The other parent can support her and baby by also having a healthy lifestyle.
It’s also important for pregnant parents to keep stress to a low level. Although some anxiety and stress is normal, if stress is high or lasts for a long time, their stress hormones may cross the placenta and affect developing pathways and stress response systems in her unborn baby’s brain.
Baby’s developing senses
Touch is the first of the senses to begin working in the unborn baby. Parents can touch or massage the belly when they feel baby moving. Baby may feel the touch of hands on the puku, and respond by kicking or changing position. Relaxing and connecting with each other in a loving way may help parents feel calmer.
In the third trimester of pregnancy, baby can hear sounds in the outside world. If parents talk to baby often, baby is likely to recognise their voices after birth and respond to them more than any others.
Parents can also sing to baby. Baby may recognise a song parents sang often during the pregnancy, and be calmed and comforted by the same song after birth. Parents can build on and continue traditions by singing songs and lullabies that were sung to them as babies.
Attending appointments together
Both parents can attend the antenatal and ultrasound appointments.
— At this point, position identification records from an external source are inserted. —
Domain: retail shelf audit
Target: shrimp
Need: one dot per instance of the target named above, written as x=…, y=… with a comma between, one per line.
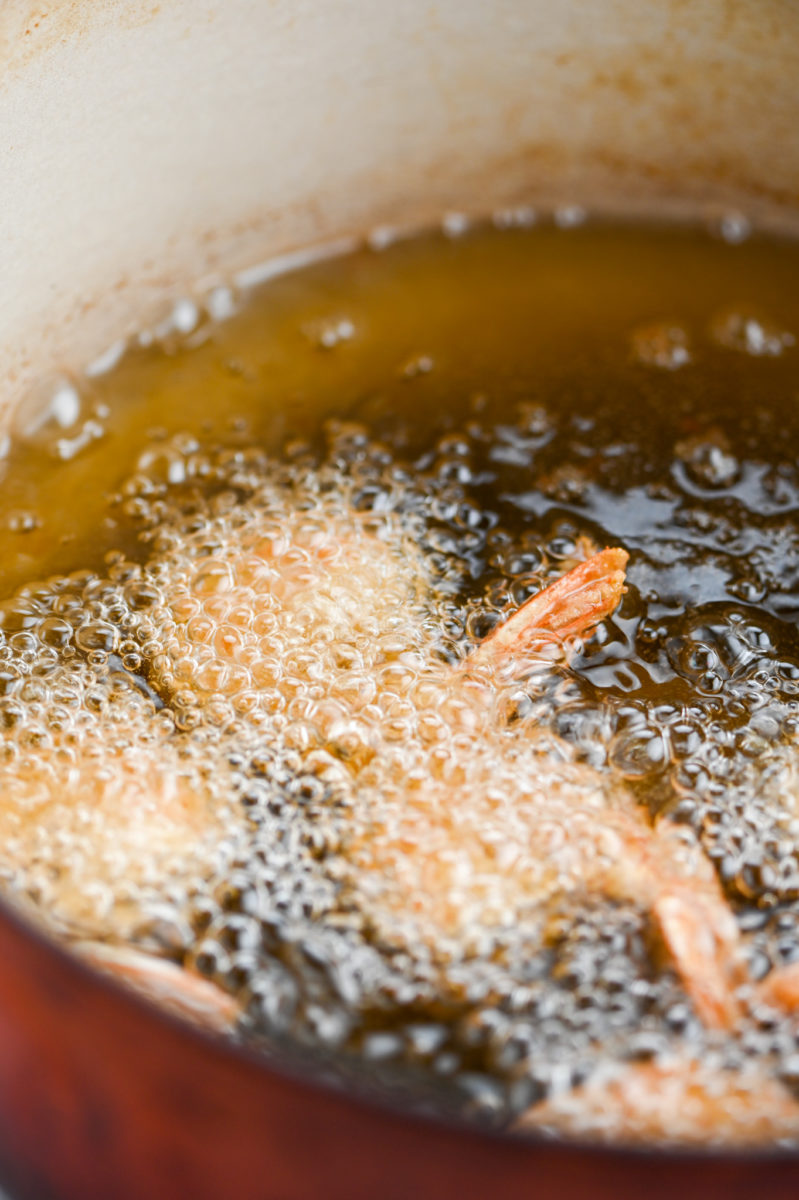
x=676, y=1101
x=443, y=851
x=106, y=816
x=168, y=984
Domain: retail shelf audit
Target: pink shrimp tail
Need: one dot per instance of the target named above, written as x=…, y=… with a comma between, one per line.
x=570, y=607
Seeing baby sucking a thumb, yawning, and turning or moving about inside the womb helps their connection with their baby become stronger.
Difficulty adjusting to changing roles
Some parents may find it more difficult to adjust to their changing roles as they approach parenthood. There are a number of experiences that may make it harder for some:
- teen parenting
- having parents with a history of mental health issues
- drug use, trauma or abuse
- living in poverty or having little social support.
Any parent who is struggling may benefit from professional support.
- Parents can begin to build an emotional connection with their baby before birth.
- Parent's own early attachment experiences affect how they connect to baby before and after birth.
- Reflecting on early memories and making sense of them helps parent's form a healthy connection with their unborn baby.
- The non-pregnant parent's connection to their unborn baby is influenced by the type of relationship they with the pregnant parent and their own experiences of being parented.
- Smoking, alcohol or drug use and high or ongoing levels of stress can all harm baby’s developing brain.